João Paulo II, apóstolo da alma e sobretudo preocupado com a comunicação, não se incomodava muito com a liturgia e tinha confiança em Dom Marini. Alguns o situavam no encontro entre a primeira e a segunda tendências. Em contrapartida, Bento XVI é muito preocupado em trazer de volta toda sua sacralidade ao culto. Seria classificado de bom grado como um dos tidos por moderados da terceira tendência. E o motu proprio de 2007, que legitima amplamente o recurso à forma extraordinária da celebração da missa (S. Pio V) confirmaria esta orientação de fundo. Mesmo que o Papa tenha se comprometido neste sentido com grande prudência. Devido à oposição de muitíssimos bispos, incluindo, por outro lado, os moderados ou conservadores (como o francês Vingt-Trois ou o espanhol Rouco Varela). E de uma revolta silenciosa na Cúria insuflada, dizem, pelo Cardeal Giovanni Battista Re e Dom Fernando Filoni, Substituto (espécie de ministro do interior). A isso se acrescente a extrema reserva de prelados ratzingerianos, mas não sobre esta questão, como o Cardeal William Levada, prefeito da Congregação para a Doutrina da Fé.
De acordo com certos rumores recentes, o Papa finalmente teria consentido a uma espécie de recuo estratégico sobre a posição de fundo da segunda [tendência], ainda que seja sob a forma mais tradicional possível.

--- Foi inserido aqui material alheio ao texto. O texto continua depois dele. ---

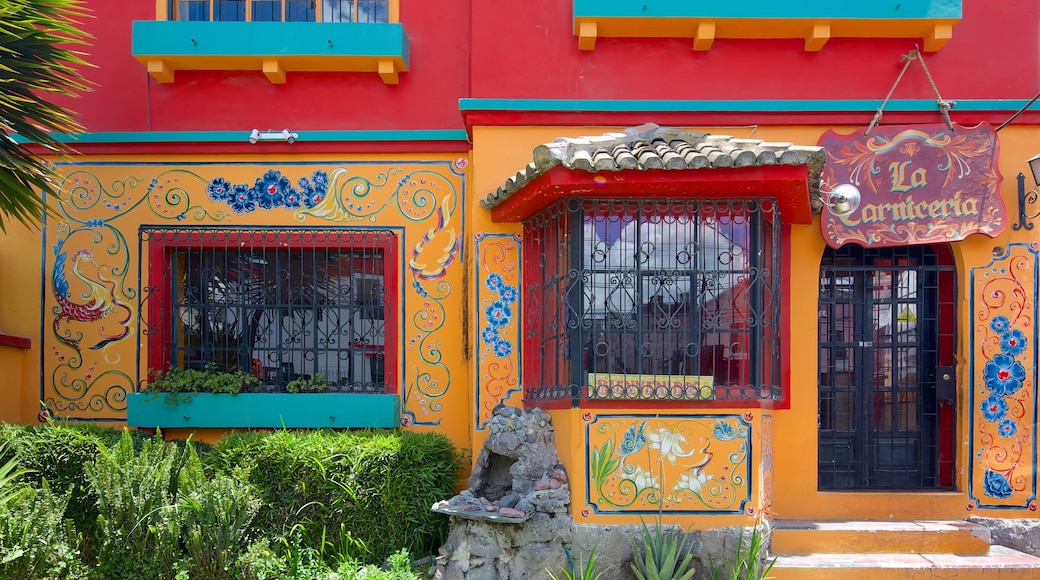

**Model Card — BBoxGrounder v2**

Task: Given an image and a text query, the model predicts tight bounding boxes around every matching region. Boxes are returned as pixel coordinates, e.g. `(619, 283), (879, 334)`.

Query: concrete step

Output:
(770, 546), (1040, 580)
(772, 520), (990, 555)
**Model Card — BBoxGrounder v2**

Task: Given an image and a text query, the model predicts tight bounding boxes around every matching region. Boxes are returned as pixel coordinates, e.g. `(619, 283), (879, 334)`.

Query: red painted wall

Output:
(56, 0), (1040, 132)
(472, 0), (1040, 100)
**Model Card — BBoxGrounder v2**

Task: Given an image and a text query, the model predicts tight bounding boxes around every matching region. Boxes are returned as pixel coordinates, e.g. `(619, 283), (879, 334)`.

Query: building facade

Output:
(0, 0), (1040, 540)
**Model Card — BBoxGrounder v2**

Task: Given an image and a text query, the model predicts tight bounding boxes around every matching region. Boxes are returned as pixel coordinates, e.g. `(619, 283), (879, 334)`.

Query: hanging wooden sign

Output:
(818, 124), (1007, 247)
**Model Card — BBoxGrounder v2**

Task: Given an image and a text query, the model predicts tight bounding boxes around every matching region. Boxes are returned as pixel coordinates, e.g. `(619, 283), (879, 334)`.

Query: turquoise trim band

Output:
(11, 129), (469, 144)
(459, 99), (1040, 112)
(574, 0), (961, 20)
(131, 21), (408, 63)
(127, 393), (400, 429)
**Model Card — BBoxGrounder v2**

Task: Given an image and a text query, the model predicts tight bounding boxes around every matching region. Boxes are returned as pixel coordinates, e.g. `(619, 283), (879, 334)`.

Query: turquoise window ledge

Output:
(131, 21), (409, 84)
(573, 0), (962, 20)
(127, 393), (400, 429)
(572, 0), (962, 52)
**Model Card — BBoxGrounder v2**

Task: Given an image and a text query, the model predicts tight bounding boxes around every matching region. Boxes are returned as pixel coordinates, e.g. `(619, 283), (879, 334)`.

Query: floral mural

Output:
(41, 158), (467, 425)
(474, 233), (520, 429)
(968, 243), (1037, 510)
(584, 413), (754, 516)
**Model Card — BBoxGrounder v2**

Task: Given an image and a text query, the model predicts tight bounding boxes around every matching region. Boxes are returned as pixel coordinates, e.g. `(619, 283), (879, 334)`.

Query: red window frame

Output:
(148, 229), (400, 394)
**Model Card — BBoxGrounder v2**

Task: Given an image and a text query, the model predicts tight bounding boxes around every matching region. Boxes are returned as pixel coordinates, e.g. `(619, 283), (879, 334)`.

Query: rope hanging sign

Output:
(863, 46), (957, 136)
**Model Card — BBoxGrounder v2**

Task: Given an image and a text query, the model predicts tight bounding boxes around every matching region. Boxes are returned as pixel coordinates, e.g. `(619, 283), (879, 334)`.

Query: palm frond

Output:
(0, 0), (89, 232)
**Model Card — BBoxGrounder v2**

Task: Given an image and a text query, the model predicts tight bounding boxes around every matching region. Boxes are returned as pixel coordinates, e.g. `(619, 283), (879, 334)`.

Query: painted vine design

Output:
(41, 158), (466, 425)
(969, 244), (1037, 509)
(589, 417), (751, 512)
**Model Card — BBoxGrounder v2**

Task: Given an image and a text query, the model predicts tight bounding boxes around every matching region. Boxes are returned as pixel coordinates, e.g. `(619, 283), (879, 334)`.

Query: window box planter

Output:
(121, 393), (400, 428)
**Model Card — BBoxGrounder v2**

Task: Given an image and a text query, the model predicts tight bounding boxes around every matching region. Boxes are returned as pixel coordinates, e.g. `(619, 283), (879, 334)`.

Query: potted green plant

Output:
(127, 365), (400, 428)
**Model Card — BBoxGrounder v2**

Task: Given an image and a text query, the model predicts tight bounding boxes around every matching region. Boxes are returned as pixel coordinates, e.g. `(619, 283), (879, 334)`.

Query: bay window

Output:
(523, 199), (782, 404)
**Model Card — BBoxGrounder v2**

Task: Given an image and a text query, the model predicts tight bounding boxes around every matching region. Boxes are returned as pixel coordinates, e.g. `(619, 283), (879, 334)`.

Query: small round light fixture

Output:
(822, 183), (862, 216)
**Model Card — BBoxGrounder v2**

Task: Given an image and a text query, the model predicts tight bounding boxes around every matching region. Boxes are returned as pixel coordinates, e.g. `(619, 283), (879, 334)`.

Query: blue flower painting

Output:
(983, 470), (1014, 499)
(983, 353), (1025, 396)
(206, 169), (329, 213)
(979, 395), (1008, 422)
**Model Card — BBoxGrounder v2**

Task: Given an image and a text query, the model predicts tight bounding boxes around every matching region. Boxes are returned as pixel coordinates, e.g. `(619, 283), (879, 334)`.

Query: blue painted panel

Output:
(137, 21), (408, 61)
(574, 0), (961, 20)
(121, 393), (400, 429)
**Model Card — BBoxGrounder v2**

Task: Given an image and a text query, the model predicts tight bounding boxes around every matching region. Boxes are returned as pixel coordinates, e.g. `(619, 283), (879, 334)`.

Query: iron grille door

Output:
(818, 246), (954, 490)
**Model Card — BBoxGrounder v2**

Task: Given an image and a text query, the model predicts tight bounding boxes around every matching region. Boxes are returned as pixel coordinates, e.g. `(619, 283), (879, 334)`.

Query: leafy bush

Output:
(0, 482), (86, 580)
(0, 422), (150, 561)
(206, 431), (461, 563)
(141, 363), (260, 400)
(86, 432), (187, 580)
(178, 476), (260, 580)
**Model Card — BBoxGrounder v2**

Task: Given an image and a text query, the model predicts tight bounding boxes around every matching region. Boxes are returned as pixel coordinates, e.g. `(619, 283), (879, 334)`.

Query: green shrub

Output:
(0, 482), (86, 580)
(86, 432), (186, 580)
(178, 476), (260, 580)
(206, 431), (461, 563)
(141, 363), (260, 401)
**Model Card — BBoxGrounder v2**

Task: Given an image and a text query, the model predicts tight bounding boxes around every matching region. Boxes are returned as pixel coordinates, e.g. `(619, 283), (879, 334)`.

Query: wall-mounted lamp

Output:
(820, 183), (862, 216)
(1011, 155), (1040, 230)
(250, 129), (300, 143)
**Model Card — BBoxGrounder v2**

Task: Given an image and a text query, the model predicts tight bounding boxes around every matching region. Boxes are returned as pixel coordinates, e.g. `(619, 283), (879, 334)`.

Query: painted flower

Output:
(498, 285), (517, 304)
(989, 316), (1011, 335)
(618, 419), (647, 457)
(485, 273), (503, 292)
(228, 183), (257, 213)
(982, 353), (1025, 396)
(285, 188), (302, 209)
(206, 178), (232, 202)
(647, 427), (694, 466)
(300, 184), (328, 208)
(996, 419), (1018, 439)
(493, 339), (513, 359)
(983, 469), (1014, 499)
(253, 169), (289, 209)
(674, 472), (711, 497)
(712, 421), (748, 441)
(979, 395), (1008, 421)
(1000, 328), (1025, 357)
(485, 300), (513, 328)
(621, 466), (660, 494)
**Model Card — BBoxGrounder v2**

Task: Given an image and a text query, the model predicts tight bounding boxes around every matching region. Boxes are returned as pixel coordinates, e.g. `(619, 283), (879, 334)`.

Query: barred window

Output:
(141, 229), (395, 393)
(523, 199), (782, 404)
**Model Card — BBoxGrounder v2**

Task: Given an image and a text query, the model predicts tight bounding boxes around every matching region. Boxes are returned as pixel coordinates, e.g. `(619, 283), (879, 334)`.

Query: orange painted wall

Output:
(472, 126), (1040, 527)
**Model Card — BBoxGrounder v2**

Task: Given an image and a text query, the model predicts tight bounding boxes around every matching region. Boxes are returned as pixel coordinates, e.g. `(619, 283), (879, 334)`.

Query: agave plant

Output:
(0, 0), (87, 232)
(632, 517), (696, 580)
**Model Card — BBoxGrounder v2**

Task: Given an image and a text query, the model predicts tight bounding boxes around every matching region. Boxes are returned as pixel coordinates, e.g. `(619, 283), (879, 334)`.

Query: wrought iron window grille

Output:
(523, 199), (782, 405)
(138, 227), (396, 393)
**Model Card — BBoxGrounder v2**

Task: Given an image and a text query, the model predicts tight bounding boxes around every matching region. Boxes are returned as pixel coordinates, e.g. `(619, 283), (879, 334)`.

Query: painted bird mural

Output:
(52, 240), (131, 350)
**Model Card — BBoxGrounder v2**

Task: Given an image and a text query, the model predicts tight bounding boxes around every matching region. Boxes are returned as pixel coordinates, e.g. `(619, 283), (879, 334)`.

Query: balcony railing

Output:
(164, 0), (397, 23)
(137, 0), (408, 84)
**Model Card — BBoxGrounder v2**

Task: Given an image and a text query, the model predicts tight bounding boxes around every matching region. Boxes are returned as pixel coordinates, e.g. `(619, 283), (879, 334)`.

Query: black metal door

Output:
(818, 245), (955, 490)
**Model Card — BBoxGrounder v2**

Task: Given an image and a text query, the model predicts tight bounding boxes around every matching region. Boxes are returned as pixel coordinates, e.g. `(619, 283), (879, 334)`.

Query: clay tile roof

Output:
(480, 123), (826, 212)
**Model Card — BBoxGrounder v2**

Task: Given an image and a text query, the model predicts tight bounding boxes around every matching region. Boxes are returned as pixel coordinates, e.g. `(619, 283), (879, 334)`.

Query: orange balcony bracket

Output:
(578, 21), (598, 50)
(805, 22), (831, 52)
(378, 58), (398, 84)
(263, 58), (285, 84)
(694, 21), (714, 51)
(147, 58), (174, 82)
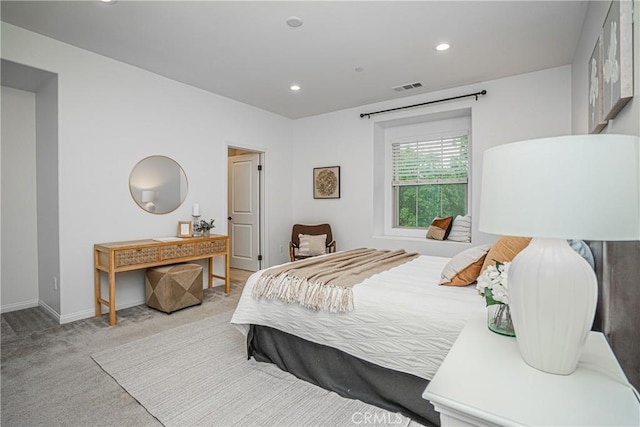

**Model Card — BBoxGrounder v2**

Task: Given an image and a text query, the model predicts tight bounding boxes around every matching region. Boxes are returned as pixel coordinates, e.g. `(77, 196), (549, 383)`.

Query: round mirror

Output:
(129, 156), (188, 214)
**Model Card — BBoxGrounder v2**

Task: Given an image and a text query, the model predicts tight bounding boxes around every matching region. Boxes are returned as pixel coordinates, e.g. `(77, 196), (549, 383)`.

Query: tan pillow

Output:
(439, 245), (491, 286)
(427, 216), (453, 240)
(480, 236), (531, 273)
(298, 234), (327, 256)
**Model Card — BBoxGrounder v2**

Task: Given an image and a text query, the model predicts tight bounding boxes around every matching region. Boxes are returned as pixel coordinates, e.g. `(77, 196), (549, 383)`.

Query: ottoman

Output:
(144, 264), (203, 313)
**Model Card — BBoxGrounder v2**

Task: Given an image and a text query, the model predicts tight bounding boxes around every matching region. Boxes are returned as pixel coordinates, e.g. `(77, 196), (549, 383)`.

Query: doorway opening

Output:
(227, 147), (264, 271)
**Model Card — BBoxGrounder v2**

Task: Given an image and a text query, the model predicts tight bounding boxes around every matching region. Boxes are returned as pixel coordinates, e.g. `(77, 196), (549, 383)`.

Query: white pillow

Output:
(298, 234), (327, 256)
(447, 215), (471, 243)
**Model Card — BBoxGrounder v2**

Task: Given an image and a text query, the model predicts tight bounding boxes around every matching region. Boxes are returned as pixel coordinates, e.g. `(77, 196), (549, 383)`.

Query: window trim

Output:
(384, 129), (472, 238)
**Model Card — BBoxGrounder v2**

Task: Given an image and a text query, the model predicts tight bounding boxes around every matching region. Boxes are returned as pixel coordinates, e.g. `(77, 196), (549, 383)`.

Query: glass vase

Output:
(487, 304), (516, 337)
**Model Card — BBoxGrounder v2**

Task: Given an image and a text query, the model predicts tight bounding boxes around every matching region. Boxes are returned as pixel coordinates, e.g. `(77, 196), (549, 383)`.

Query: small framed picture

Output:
(178, 221), (193, 237)
(313, 166), (340, 199)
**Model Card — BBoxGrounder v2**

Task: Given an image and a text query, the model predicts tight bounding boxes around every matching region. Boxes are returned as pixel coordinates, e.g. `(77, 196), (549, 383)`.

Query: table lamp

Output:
(479, 134), (640, 375)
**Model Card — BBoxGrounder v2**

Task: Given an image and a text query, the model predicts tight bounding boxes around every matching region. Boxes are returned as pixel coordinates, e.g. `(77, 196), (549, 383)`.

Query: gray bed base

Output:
(247, 325), (440, 426)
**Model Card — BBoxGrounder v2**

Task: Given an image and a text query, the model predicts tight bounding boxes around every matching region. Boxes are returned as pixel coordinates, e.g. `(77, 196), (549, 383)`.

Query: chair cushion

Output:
(427, 216), (453, 240)
(298, 234), (327, 256)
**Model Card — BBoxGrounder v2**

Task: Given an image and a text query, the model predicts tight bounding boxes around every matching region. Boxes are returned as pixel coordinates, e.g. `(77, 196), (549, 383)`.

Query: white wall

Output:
(36, 72), (61, 315)
(2, 22), (291, 322)
(0, 86), (38, 312)
(293, 66), (571, 256)
(572, 0), (640, 387)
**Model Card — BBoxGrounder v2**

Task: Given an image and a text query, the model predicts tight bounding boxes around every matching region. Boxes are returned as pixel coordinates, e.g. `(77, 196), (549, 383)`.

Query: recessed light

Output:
(286, 16), (302, 28)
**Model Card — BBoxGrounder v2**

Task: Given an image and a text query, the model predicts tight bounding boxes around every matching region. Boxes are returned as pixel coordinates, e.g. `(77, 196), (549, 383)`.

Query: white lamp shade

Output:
(479, 135), (640, 240)
(479, 135), (640, 375)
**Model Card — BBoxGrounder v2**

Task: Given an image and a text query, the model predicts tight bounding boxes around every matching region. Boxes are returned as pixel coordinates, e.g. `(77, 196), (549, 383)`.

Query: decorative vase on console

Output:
(476, 261), (516, 337)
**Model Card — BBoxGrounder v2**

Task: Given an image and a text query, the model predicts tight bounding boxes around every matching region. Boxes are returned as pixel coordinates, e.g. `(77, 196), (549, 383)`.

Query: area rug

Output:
(91, 312), (417, 427)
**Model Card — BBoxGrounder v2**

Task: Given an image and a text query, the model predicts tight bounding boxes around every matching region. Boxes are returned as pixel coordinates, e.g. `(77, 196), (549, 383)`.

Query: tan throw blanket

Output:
(252, 248), (418, 312)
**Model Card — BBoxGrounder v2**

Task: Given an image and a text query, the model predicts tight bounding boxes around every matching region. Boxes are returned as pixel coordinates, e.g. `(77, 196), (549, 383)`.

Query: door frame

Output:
(226, 142), (270, 269)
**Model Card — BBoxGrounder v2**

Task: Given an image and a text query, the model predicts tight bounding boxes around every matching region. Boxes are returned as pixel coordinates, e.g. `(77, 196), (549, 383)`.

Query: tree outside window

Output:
(392, 133), (469, 228)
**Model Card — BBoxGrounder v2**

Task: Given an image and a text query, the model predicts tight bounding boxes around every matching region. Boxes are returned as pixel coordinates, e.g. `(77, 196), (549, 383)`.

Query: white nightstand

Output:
(422, 312), (640, 427)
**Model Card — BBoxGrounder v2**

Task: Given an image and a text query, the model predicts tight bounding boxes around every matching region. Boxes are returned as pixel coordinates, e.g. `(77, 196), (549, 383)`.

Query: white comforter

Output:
(231, 255), (484, 380)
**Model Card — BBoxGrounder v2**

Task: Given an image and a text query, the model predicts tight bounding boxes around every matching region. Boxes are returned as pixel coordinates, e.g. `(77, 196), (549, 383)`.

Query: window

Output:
(391, 132), (469, 228)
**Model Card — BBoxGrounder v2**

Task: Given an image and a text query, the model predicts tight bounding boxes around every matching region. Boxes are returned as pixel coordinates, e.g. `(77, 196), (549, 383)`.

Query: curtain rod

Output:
(360, 90), (487, 119)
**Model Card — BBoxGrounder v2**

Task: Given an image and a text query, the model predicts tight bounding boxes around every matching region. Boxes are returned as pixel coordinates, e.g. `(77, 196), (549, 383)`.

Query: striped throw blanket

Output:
(252, 248), (418, 312)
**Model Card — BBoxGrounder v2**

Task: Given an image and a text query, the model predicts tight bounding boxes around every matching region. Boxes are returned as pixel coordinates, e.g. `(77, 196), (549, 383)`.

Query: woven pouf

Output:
(144, 264), (203, 313)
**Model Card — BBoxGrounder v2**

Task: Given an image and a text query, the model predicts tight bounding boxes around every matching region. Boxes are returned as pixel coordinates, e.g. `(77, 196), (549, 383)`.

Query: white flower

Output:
(476, 262), (511, 304)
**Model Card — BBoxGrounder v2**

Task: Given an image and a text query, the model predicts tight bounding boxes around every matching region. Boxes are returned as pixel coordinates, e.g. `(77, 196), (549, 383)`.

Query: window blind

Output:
(391, 134), (469, 187)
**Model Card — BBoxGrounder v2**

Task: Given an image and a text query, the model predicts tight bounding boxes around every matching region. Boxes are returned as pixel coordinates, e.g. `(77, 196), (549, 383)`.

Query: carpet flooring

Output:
(0, 270), (418, 427)
(0, 270), (247, 427)
(92, 313), (410, 427)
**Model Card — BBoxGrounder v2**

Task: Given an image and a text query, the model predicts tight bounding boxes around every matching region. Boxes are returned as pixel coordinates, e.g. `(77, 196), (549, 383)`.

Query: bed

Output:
(231, 249), (484, 425)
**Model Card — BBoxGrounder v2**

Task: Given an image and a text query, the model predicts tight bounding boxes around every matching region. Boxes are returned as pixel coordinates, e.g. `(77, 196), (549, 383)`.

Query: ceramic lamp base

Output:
(509, 238), (598, 375)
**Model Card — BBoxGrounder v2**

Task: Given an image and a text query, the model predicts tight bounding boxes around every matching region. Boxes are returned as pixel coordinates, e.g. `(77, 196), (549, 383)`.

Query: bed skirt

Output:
(247, 325), (440, 426)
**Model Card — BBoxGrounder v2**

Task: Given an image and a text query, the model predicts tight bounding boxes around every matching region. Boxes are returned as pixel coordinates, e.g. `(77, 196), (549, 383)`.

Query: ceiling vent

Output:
(392, 82), (422, 92)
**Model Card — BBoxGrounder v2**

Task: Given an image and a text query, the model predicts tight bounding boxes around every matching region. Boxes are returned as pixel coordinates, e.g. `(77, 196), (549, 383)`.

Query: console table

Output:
(422, 310), (640, 427)
(93, 234), (230, 326)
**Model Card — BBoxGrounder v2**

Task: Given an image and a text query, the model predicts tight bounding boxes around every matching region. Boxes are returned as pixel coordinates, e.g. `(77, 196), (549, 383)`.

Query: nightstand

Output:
(422, 311), (640, 427)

O indício mais conclusivo seria a sua renúncia à ideia de celebrar publicamente a missa segundo a forma extraordinária. E o Cardeal Canizarès, até então discreto sobre as suas próprias convicções, faria atualmente de tudo para um esclarecimento do Vaticano a respeito da liturgia antiga no sentido da restrição: basicamente, tratar-se-ia de um regresso à situação anterior a 2007. A forma extraordinária seria justamente tolerada, mas o ideal seria a aplicação estrita da liturgia oficialmente em vigor, tal como codificada nos livros, e expurgada de certas adaptações, e mais ainda das improvisações consideradas inaceitáveis. Em linhas gerais, trata-se de uma posição “conservadora” mas que recusa o regresso a São Pio V e mesmo a idéia de uma nova reforma da reforma, desta vez num sentido mais tradicional. Posição defendida, por exemplo, em Bolonha durante longos anos de um ratzingeriano de ferro, o Cardeal Giacomo Biffi.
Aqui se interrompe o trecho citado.